# Hawthorne Trimming!



## Skywalker (Apr 6, 2008)

This lady just asked me to magically save her hawthorne tree. It is really thick with new growth and old, and it has a lot of moss on it. Any tips for trimming this kind of tree? I've only ever dealt with one. Thanks.


----------



## jefferyc22 (Apr 8, 2008)

Most of all try not to get stabbed by the barbs.........it does hurt/ache for a few days even from a small poke(my experience)
I have only trimmed a couple and treated them like a regular decid.


----------



## treemandan (Apr 9, 2008)

One of my favorite little trees, to prune and to ponder.


----------



## SevenDeuce (Apr 9, 2008)

I too can attest that they hurt for days! I got hit by an old one when I worked for the phone company. Ouch.

I have no advise other than to destroy the terrible trees. But, that' s just my opinion.

:greenchainsaw:


----------



## hermit63 (Apr 11, 2008)

Thin it, shape it,try to get some of the newer growth to replace te old if you want it to come back strong, fast.


----------



## ShockaSPY (Apr 11, 2008)

Skywalker said:


> This lady just asked me to magically save her hawthorne tree. It is really thick with new growth and old, and it has a lot of moss on it. Any tips for trimming this kind of tree? I've only ever dealt with one. Thanks.



Cut it down and burn it. I've trimmed/removed a few and it was nothing but a bad memory.


----------



## treemandan (Apr 12, 2008)

ShockaSPY said:


> Cut it down and burn it. I've trimmed/removed a few and it was nothing but a bad memory.



That is a horrible thing to say. You just have to take your time and a little pain. A nice hardy little tree a Hawthorn.


----------



## BC WetCoast (Apr 13, 2008)

Like other decids, remove dead limbs, then crossinging branches, watersprouts, then thin and shape.


----------



## yooper (Apr 13, 2008)

The Haws are a thorn in the arborist's side I would have to agree with most here about the trimming. 
They are a neet little tree that provide some food and alot of thorny shelter for songbirds and other wildlife.


----------



## masterarbor (Apr 13, 2008)

work the outside and shape it to your satisfaction. then do some LIGHT trimming to the interior. hawthornes like to be real thick and get leggy when over thinned. I usually remove some bigger suckers and that thins them adequately. give us some pics when you're done.

kevin


----------



## Thillmaine (Apr 13, 2008)

*Rid the thorns*

Do yourself a favor and cut any thorns out as you go... I am sure they provide little aesthetic appeal to the client...It will be a life saver next time you prune the damn thing. Also be careful if oyu get stuck (which you undoubtably will) make sure you cleant he wound, they have been known to get infected very easily.


----------



## masterarbor (Apr 13, 2008)

Thillmaine said:


> Do yourself a favor and cut any thorns out as you go... I am sure they provide little aesthetic appeal to the client...It will be a life saver next time you prune the damn thing. Also be careful if oyu get stuck (which you undoubtably will) make sure you cleant he wound, they have been known to get infected very easily.

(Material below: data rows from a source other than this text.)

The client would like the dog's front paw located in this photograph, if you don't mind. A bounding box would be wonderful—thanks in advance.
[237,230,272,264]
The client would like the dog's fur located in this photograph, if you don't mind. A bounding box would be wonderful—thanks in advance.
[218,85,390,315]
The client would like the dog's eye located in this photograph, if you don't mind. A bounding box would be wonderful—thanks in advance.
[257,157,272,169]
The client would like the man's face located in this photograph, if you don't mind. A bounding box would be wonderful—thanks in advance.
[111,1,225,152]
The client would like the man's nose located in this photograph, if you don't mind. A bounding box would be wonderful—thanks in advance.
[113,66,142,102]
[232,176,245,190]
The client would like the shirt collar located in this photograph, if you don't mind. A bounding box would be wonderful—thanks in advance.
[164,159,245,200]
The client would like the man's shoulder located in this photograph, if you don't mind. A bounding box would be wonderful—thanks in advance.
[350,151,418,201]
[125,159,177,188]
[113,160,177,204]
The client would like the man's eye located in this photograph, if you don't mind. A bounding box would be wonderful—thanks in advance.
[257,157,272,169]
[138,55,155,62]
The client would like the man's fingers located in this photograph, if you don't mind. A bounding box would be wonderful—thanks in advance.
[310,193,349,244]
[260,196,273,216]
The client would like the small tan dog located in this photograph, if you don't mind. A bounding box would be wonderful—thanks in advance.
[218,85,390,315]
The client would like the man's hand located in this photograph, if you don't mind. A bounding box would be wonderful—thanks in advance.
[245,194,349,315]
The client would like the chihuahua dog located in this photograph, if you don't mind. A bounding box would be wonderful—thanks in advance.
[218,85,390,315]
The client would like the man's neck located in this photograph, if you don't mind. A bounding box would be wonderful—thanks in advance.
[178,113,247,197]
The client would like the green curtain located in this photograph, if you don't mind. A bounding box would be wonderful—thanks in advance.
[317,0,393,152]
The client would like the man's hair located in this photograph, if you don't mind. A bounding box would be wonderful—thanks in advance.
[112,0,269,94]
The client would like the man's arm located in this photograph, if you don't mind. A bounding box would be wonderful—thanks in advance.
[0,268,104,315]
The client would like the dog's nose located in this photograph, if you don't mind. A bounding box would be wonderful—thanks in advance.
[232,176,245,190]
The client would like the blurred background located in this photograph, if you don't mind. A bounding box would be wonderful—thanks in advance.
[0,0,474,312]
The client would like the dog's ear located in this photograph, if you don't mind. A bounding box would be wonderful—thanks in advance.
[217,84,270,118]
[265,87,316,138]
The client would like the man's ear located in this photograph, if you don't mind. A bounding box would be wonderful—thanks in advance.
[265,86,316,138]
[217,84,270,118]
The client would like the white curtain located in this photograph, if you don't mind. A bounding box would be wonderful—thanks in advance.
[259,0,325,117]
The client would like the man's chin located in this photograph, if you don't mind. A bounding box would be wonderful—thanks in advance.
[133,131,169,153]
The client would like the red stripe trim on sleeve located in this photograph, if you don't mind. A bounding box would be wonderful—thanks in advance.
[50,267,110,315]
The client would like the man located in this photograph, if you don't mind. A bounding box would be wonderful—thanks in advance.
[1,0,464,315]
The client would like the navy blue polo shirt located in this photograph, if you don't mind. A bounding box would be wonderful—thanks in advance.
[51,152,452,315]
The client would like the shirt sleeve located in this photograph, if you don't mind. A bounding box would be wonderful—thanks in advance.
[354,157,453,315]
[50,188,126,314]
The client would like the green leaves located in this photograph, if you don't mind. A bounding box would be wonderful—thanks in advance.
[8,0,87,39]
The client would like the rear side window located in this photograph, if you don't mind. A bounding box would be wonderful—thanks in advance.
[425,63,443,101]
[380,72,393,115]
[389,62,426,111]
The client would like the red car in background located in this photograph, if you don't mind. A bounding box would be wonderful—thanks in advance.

I respectfully disagree. Be careful, but leave the thorns. If i hired someone to trim my hawthorne and they did this, i would assume that they were not knowledgeable in tree care (not to mentioned pissed off).


----------



## jefferyc22 (Apr 13, 2008)

masterarbor said:


> I respectfully disagree. Be careful, but leave the thorns. If i hired someone to trim my hawthorne and they did this, i would assume that they were not knowledgeable in tree care (not to mentioned pissed off).



Huh?.......I hate working for people like you......


----------



## masterarbor (Apr 13, 2008)

i'm not going to respond. this is a professional forum with professional advice.


----------



## jefferyc22 (Apr 13, 2008)

masterarbor said:


> i'm not going to respond. this is a professional forum with professional advice.



I wouldn't bother ...but clipping the thorns isn't going to hurt the tree.


----------



## jefferyc22 (Apr 13, 2008)

TreeCo said:


> I wouldn't dream of removing the thorns without first talking it over with the owner. I believe the thorns are a very attractive feature of the Hawthorne tree.
> 
> We have transplanted a couple of small Hawthornes to our flower garden in the past week and have quite a few large one out in the woods. They make nice yard trees.



Seem to be tough as nails.......I have never seen a dead one.


----------



## masterarbor (Apr 13, 2008)

i do agree that it probably wouldn't harm the tree. technically, it would have potentially hundreds of unnecessary wounds, but would probably be fine. also, it would be necessary to use hand pruners to do a minimum of damage and that would not only take more time, but would create additional exposure to the thorns. have you actually done this, or is it something you think would be appropriate? i'm not trying to stir the pot here, but it seems silly to me. i have gotten my fair share of hawthorne pokes in my day, one in particular sent me to urgent care. another took three years to dissolve completely in my skin, so i see the motivation. it just seems like a bit over doing it. how is it different from spiking a tree? in both cases you have unnecessary wounding of the tree. please don't respond in anger, cause i'm not trying to be provocative. 

respectfully, 
kevin


----------



## jefferyc22 (Apr 13, 2008)

masterarbor said:


> i do agree that it probably wouldn't harm the tree. technically, it would have potentially hundreds of unnecessary wounds, but would probably be fine. also, it would be necessary to use hand pruners to do a minimum of damage and that would not only take more time, but would create additional exposure to the thorns. have you actually done this, or is it something you think would be appropriate? i'm not trying to stir the pot here, but it seems silly to me. i have gotten my fair share of hawthorne pokes in my day, one in particular sent me to urgent care. another took three years to dissolve completely in my skin, so i see the motivation. it just seems like a bit over doing it. how is it different from spiking a tree? in both cases you have unnecessary wounding of the tree. please don't respond in anger, cause i'm not trying to be provocative.
> 
> respectfully,
> kevin



I have never bothered to remove any thorns(save a few times I snapped off a few that threatened to stab me) I DO know I will charge almost DOUBLE for a Hawthorne versus a "normal" decid. These trees have put the hurt on me and I would rather not climb one ever again.


----------



## masterarbor (Apr 13, 2008)

jefferyc22 said:


> I have never bothered to remove any thorns(save a few times I snapped off a few that threatened to stab me) I DO know I will charge almost DOUBLE for a Hawthorne versus a "normal" decid. These trees have put the hurt on me and I would rather not climb one ever again.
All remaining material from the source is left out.